Concernant la défenderesse, la créance du Crédit Agricole figure au nombre des dettes déclarées à la Commission de surendettement en conséquence de quoi, toute la partie antérieure au rétablissement personnel est effacé. Le prêt continuant de courir, elle est redevable du passif postérieur à cette date qui, du 06.6.2023 au jour du présent jugement, s’élève à 1 568,85 € (15 x 104,59).

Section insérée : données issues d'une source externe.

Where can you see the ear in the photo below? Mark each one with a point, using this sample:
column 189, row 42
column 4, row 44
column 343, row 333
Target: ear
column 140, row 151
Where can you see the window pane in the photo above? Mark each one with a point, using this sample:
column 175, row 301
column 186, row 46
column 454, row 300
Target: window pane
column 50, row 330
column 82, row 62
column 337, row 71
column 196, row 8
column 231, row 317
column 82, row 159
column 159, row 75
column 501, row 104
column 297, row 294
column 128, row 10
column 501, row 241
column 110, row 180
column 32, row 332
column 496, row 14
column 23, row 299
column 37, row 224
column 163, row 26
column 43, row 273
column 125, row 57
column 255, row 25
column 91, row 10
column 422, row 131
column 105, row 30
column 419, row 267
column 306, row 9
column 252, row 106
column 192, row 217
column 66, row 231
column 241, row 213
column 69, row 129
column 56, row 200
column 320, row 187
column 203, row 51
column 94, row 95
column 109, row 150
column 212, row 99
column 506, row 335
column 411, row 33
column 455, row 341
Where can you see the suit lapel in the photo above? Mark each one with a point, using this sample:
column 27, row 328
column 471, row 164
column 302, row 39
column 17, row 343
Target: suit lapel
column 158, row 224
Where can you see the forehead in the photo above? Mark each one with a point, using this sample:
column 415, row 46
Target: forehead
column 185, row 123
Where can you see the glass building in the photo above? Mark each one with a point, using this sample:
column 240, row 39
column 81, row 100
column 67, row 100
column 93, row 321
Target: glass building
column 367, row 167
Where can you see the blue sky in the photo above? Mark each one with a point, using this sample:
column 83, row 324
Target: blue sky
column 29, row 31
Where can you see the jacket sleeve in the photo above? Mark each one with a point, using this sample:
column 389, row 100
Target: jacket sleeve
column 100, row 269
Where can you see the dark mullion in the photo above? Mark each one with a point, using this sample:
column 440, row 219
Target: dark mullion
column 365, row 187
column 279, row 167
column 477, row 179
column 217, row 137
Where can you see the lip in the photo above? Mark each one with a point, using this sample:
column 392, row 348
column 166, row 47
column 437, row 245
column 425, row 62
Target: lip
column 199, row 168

Conformément à sa demande, la créance du Crédit Agricole sera fixée à ce montant. À défaut pour elle d’établir qu’elle bénéficierait actuellement d’un plan de désendettement, il ne peut pas être dit qu’elle réglera cette dette selon ce plan.
En vertu de l’article 696 du code de procédure civile, le défendeur supportera les dépens et indemnisera le demandeur des frais irrépétibles auxquels il l’a contraint.
PAR CES MOTIFS
le tribunal,
statuant publiquement et par mise à disposition au greffe du jugement réputé contradictoire, exécutoire par provision et susceptible d’appel,
condamne [Y] [O] à payer au Crédit Agricole 3 765,25 €,
fixe la créance du Crédit Agricole à l’encontre de [X] [E] à 1 568,85 € au jour du présent jugement, étant précisé qu’elle est compose la condamnation de [Y] [O],
condamne [Y] [O] aux dépens et à servir à au Crédit Agricole une indemnité de 300 € au titre de l’article 700 du code de procédure civile.
En foi de quoi, le président signe avec le greffier.